Adesso che il titolo del post mi ha garantito 400 clicks in più, posso confermarvi che oggi vi parlerò di comunicazione e di mediazione culturale. Basso trucco per incrementare i lettori? Può darsi, ma siete voi a pensar male!
Stamani sul molo ho fatto da interprete, mediatore e negoziatore tra due Chinesi (che son piovuti qui dalla provincia dello Shi-Shuan), una coppia di Giapponesi, io e un assortito gruppo di Maldiviani e Indiani “Yes Sir!”.
“Today I want die” è stata la ferale richiesta del tipo cinese: mi son permesso di correggerlo “I guess you want to ‘dive’, not to ‘die’”. Penso che tu voglia immergerti e non “morire” come hai chiesto, amico mio.
“Yes, water, fish, die”: lascio perdere il fatto che potrebbe essere interpretato come la richiesta di far bollire l’acqua e metterci a morire i pesci. Comunque agita maschera e snorkel. Ha due orecchie che sembrano delle cotolette alla milanese dalle loro generose dimensioni, e da qui spuntano tappi gialli delle fattezze di scovolini da cesso che gli danno un’aria da Frankistein Trash.
La coppia di giapponesi annuisce e, compostamente, entrambi si mettono a ridere. Abbozzo un tentativo di umorismo sopra le righe: “è la stessa differenza tra ‘Budda’ e ‘budino’”: il primo è il fondatore della serena religione tanto diffusa dalle vostre parti.
Il secondo (il ‘budino’) è ciò che dà estasi a Barbara, mia collega che adora cibo e bevande ma, malgrado questo, mantiene un fisico da urlo: cazzo di segretò avrà? Doppio lavoro in miniera?
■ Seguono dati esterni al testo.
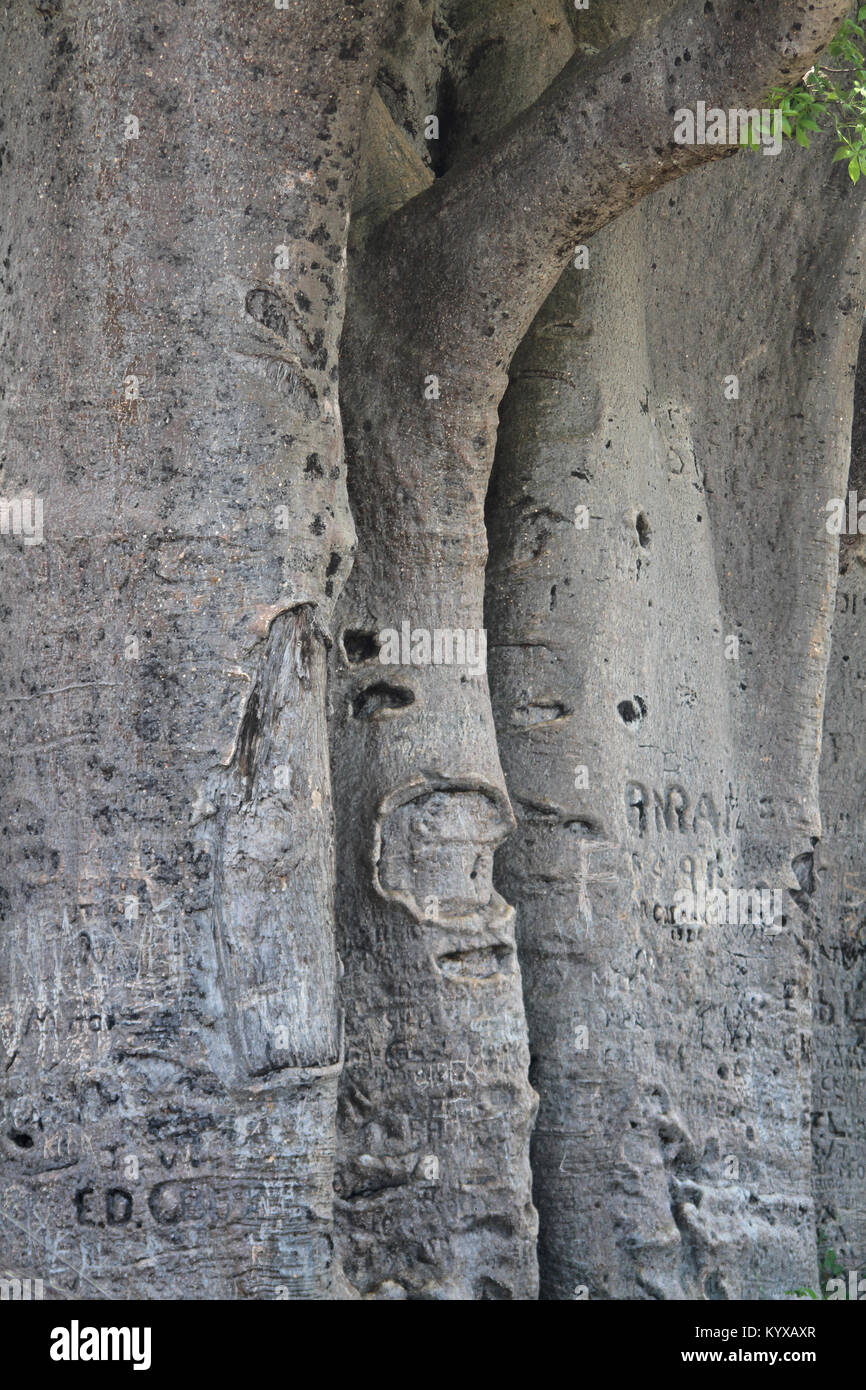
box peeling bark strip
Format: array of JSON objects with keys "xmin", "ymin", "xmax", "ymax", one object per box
[{"xmin": 211, "ymin": 606, "xmax": 339, "ymax": 1077}]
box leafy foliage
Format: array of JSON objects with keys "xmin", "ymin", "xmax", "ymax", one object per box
[
  {"xmin": 744, "ymin": 4, "xmax": 866, "ymax": 183},
  {"xmin": 785, "ymin": 1238, "xmax": 845, "ymax": 1300}
]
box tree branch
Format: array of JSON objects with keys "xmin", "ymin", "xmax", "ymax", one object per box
[{"xmin": 367, "ymin": 0, "xmax": 851, "ymax": 374}]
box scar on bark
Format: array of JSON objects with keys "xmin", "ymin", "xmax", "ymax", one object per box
[{"xmin": 373, "ymin": 781, "xmax": 512, "ymax": 922}]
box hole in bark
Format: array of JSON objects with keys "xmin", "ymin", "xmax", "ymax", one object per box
[
  {"xmin": 352, "ymin": 681, "xmax": 416, "ymax": 719},
  {"xmin": 617, "ymin": 695, "xmax": 646, "ymax": 724},
  {"xmin": 634, "ymin": 512, "xmax": 652, "ymax": 550},
  {"xmin": 436, "ymin": 945, "xmax": 512, "ymax": 980},
  {"xmin": 343, "ymin": 627, "xmax": 382, "ymax": 666},
  {"xmin": 791, "ymin": 851, "xmax": 815, "ymax": 894},
  {"xmin": 512, "ymin": 699, "xmax": 574, "ymax": 728}
]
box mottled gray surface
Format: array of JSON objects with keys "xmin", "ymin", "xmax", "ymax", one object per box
[{"xmin": 0, "ymin": 0, "xmax": 866, "ymax": 1300}]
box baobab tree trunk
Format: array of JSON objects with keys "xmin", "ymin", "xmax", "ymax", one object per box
[
  {"xmin": 805, "ymin": 347, "xmax": 866, "ymax": 1277},
  {"xmin": 0, "ymin": 0, "xmax": 381, "ymax": 1298},
  {"xmin": 488, "ymin": 135, "xmax": 866, "ymax": 1298},
  {"xmin": 0, "ymin": 0, "xmax": 848, "ymax": 1298}
]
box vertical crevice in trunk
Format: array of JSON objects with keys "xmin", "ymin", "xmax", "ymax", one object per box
[{"xmin": 803, "ymin": 322, "xmax": 866, "ymax": 1278}]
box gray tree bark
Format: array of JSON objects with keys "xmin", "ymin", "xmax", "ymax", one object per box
[
  {"xmin": 0, "ymin": 0, "xmax": 863, "ymax": 1300},
  {"xmin": 0, "ymin": 0, "xmax": 382, "ymax": 1298}
]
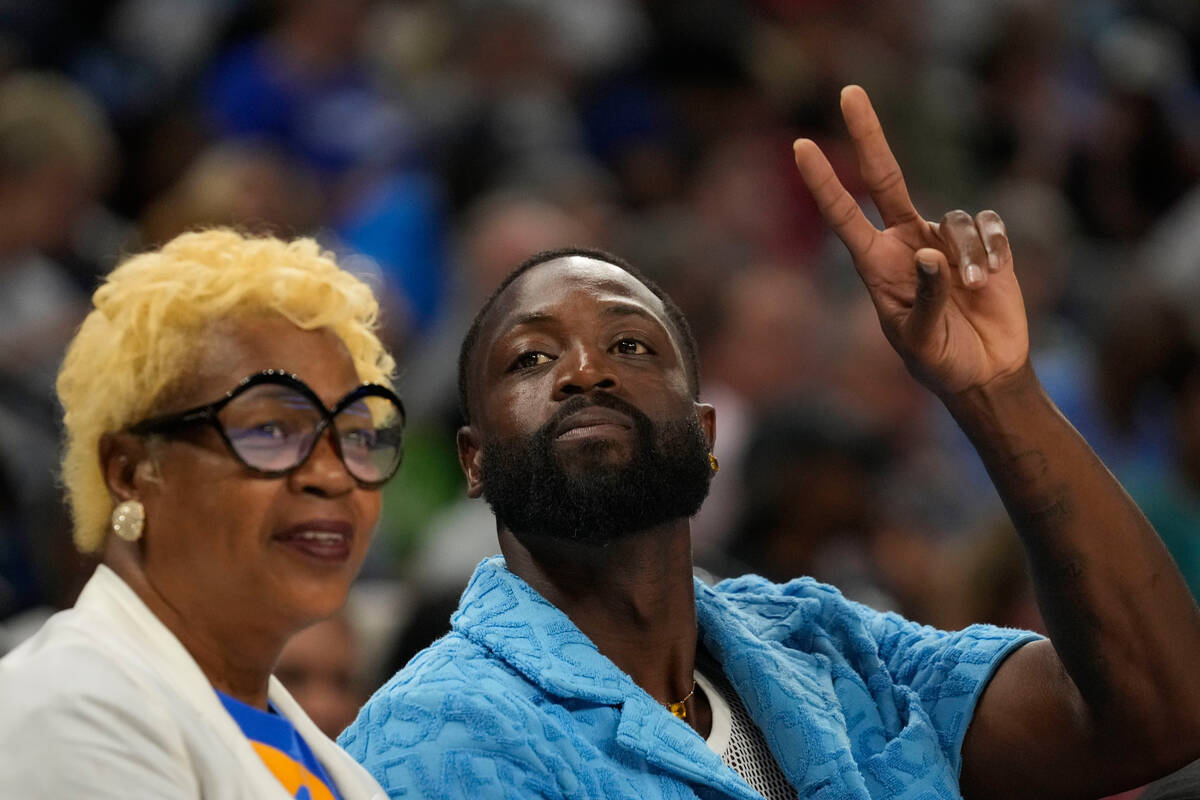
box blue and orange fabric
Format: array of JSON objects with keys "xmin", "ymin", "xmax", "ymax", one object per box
[{"xmin": 217, "ymin": 691, "xmax": 342, "ymax": 800}]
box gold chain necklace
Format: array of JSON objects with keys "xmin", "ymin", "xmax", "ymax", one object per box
[{"xmin": 662, "ymin": 681, "xmax": 696, "ymax": 720}]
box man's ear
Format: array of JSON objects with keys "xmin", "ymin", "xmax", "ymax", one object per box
[
  {"xmin": 455, "ymin": 425, "xmax": 484, "ymax": 498},
  {"xmin": 694, "ymin": 403, "xmax": 716, "ymax": 452},
  {"xmin": 100, "ymin": 433, "xmax": 155, "ymax": 504}
]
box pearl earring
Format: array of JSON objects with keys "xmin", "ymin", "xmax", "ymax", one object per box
[{"xmin": 112, "ymin": 500, "xmax": 146, "ymax": 542}]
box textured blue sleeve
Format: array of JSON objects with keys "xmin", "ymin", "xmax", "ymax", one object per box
[
  {"xmin": 338, "ymin": 682, "xmax": 562, "ymax": 800},
  {"xmin": 859, "ymin": 607, "xmax": 1042, "ymax": 769}
]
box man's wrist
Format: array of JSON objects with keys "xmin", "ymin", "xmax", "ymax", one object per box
[{"xmin": 938, "ymin": 359, "xmax": 1054, "ymax": 435}]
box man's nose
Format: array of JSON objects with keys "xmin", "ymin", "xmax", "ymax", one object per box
[{"xmin": 554, "ymin": 344, "xmax": 619, "ymax": 398}]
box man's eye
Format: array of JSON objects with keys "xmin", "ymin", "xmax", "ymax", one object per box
[
  {"xmin": 509, "ymin": 350, "xmax": 550, "ymax": 369},
  {"xmin": 613, "ymin": 339, "xmax": 650, "ymax": 355}
]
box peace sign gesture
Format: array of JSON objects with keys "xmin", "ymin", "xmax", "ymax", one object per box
[{"xmin": 794, "ymin": 86, "xmax": 1030, "ymax": 396}]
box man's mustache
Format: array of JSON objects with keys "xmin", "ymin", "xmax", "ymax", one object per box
[{"xmin": 536, "ymin": 391, "xmax": 654, "ymax": 441}]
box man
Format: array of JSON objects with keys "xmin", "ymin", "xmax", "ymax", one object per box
[{"xmin": 342, "ymin": 86, "xmax": 1200, "ymax": 799}]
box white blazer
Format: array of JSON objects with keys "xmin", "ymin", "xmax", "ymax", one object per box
[{"xmin": 0, "ymin": 566, "xmax": 386, "ymax": 800}]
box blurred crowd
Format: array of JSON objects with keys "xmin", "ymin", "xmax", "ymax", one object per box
[{"xmin": 0, "ymin": 0, "xmax": 1200, "ymax": 700}]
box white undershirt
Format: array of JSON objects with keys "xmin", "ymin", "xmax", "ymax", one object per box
[{"xmin": 692, "ymin": 663, "xmax": 796, "ymax": 800}]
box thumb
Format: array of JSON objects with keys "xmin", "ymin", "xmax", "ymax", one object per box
[{"xmin": 905, "ymin": 247, "xmax": 950, "ymax": 342}]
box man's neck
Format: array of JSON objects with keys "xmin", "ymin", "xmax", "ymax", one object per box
[{"xmin": 500, "ymin": 519, "xmax": 708, "ymax": 730}]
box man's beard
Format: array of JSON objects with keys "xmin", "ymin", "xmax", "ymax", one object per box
[{"xmin": 480, "ymin": 392, "xmax": 713, "ymax": 545}]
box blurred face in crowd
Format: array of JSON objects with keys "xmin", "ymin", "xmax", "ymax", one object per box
[
  {"xmin": 460, "ymin": 257, "xmax": 714, "ymax": 543},
  {"xmin": 274, "ymin": 615, "xmax": 366, "ymax": 739},
  {"xmin": 133, "ymin": 315, "xmax": 379, "ymax": 634}
]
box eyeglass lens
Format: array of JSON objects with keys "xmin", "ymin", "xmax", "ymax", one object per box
[{"xmin": 217, "ymin": 384, "xmax": 402, "ymax": 483}]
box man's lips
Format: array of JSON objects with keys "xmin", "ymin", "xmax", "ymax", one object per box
[
  {"xmin": 554, "ymin": 405, "xmax": 634, "ymax": 439},
  {"xmin": 271, "ymin": 519, "xmax": 354, "ymax": 563}
]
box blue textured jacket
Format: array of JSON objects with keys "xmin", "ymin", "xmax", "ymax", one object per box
[{"xmin": 340, "ymin": 557, "xmax": 1034, "ymax": 800}]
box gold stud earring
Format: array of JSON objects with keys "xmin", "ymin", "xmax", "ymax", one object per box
[{"xmin": 112, "ymin": 500, "xmax": 146, "ymax": 542}]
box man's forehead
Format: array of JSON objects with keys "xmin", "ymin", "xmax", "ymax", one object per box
[{"xmin": 488, "ymin": 255, "xmax": 674, "ymax": 338}]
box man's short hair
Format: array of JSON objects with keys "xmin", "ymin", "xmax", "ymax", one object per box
[{"xmin": 458, "ymin": 247, "xmax": 700, "ymax": 422}]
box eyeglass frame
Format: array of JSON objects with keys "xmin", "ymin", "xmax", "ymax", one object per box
[{"xmin": 126, "ymin": 369, "xmax": 408, "ymax": 489}]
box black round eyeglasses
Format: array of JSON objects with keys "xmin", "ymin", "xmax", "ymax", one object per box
[{"xmin": 128, "ymin": 369, "xmax": 404, "ymax": 488}]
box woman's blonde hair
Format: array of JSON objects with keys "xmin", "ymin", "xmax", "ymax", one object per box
[{"xmin": 58, "ymin": 228, "xmax": 395, "ymax": 553}]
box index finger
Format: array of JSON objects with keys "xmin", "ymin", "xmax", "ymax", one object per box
[
  {"xmin": 792, "ymin": 139, "xmax": 880, "ymax": 256},
  {"xmin": 841, "ymin": 86, "xmax": 920, "ymax": 228}
]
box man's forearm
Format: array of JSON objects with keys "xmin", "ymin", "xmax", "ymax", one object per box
[{"xmin": 944, "ymin": 363, "xmax": 1200, "ymax": 736}]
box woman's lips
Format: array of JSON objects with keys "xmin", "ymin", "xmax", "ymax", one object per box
[{"xmin": 274, "ymin": 519, "xmax": 354, "ymax": 564}]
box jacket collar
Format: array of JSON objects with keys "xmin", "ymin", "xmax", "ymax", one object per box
[
  {"xmin": 76, "ymin": 564, "xmax": 384, "ymax": 800},
  {"xmin": 451, "ymin": 557, "xmax": 760, "ymax": 800}
]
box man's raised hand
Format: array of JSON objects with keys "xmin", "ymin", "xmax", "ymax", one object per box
[{"xmin": 794, "ymin": 86, "xmax": 1030, "ymax": 396}]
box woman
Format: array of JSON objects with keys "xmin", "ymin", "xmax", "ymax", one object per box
[{"xmin": 0, "ymin": 230, "xmax": 403, "ymax": 800}]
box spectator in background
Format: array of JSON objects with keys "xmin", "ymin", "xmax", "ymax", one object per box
[
  {"xmin": 274, "ymin": 610, "xmax": 368, "ymax": 739},
  {"xmin": 0, "ymin": 72, "xmax": 116, "ymax": 619}
]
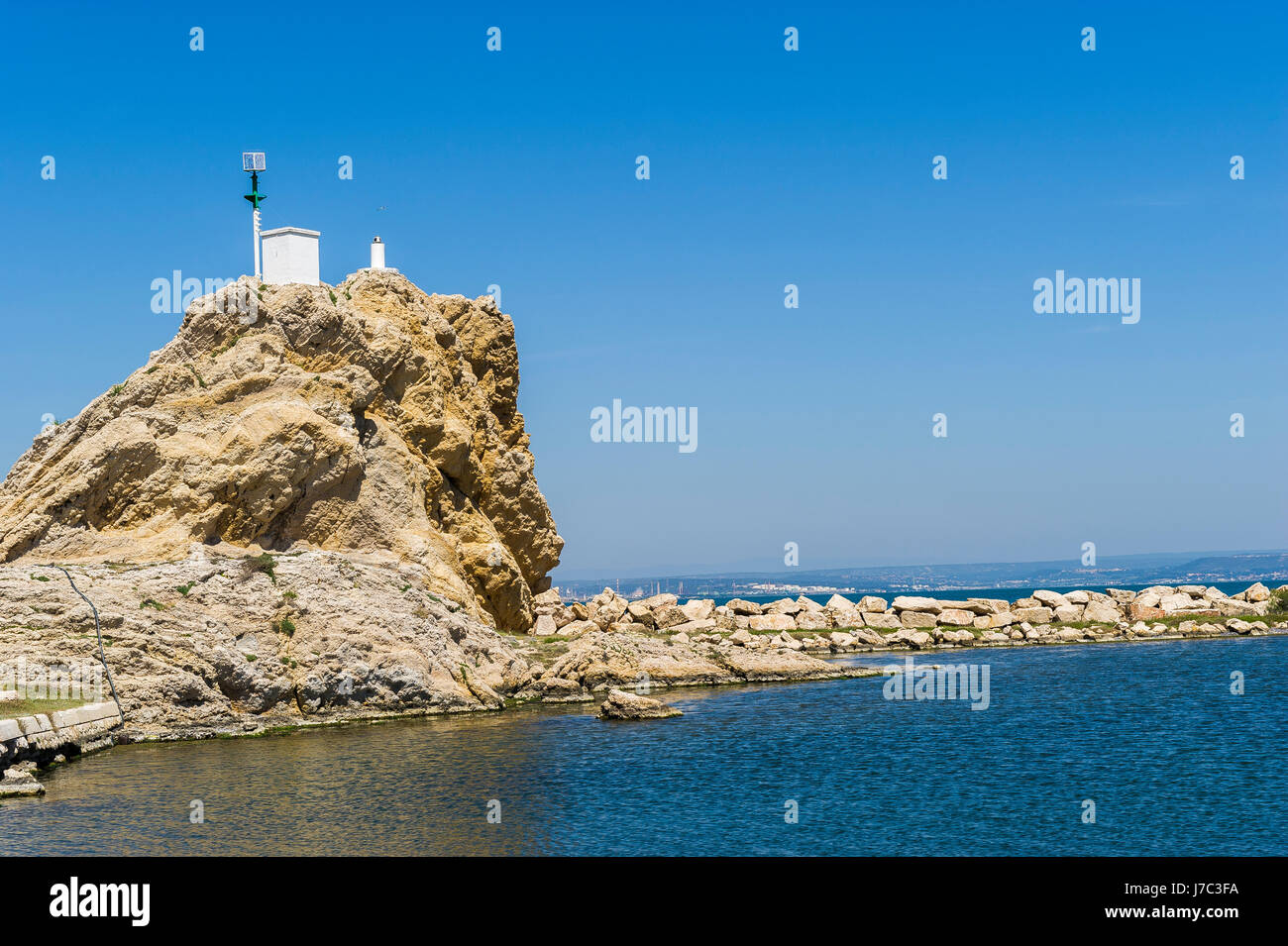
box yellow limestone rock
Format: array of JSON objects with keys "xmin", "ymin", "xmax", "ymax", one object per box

Il paragone tra l’estasi ascetica del Budda e quello della Barbara col budino non sortisce l’effetto voluto: mi sono spinto troppo avanti nella dialettica. Mi rivolgo allora allo staff, e col tono di un sergente dei marines “Are we ok guys?”. “YES SIR” mi arriva meglio che fossimo nel film “Platoon” di Oliver Stone (grandioso, da vedere assolutamente).
La ragazza giapponese si avvicina e mi chiede se percaso io sia un lottatore di sumo: la uccido con un’occhiata e le rispondo “no, sono solo grasso e ho della sabbia nel costume, per questo cammino così, e se insisti ti affetto come un sushi”.
Saltella indietro tra le braccia del compagno che sta camminando colle pinne da quando è uscito dal suo bungalow, dimostrando acume e atleticità paragonabili a quelle di un bradipo in terapia da Rohipnol.
Per rincarare la dose si accende una Marlboro da uomo duro, samurai-man, ignorandone gli effetti in combinazione con le apnee che ci apprestiamo a fare. In seguito scenderà ad una profondità tale che in un bidet non avrebbe toccato il fondo.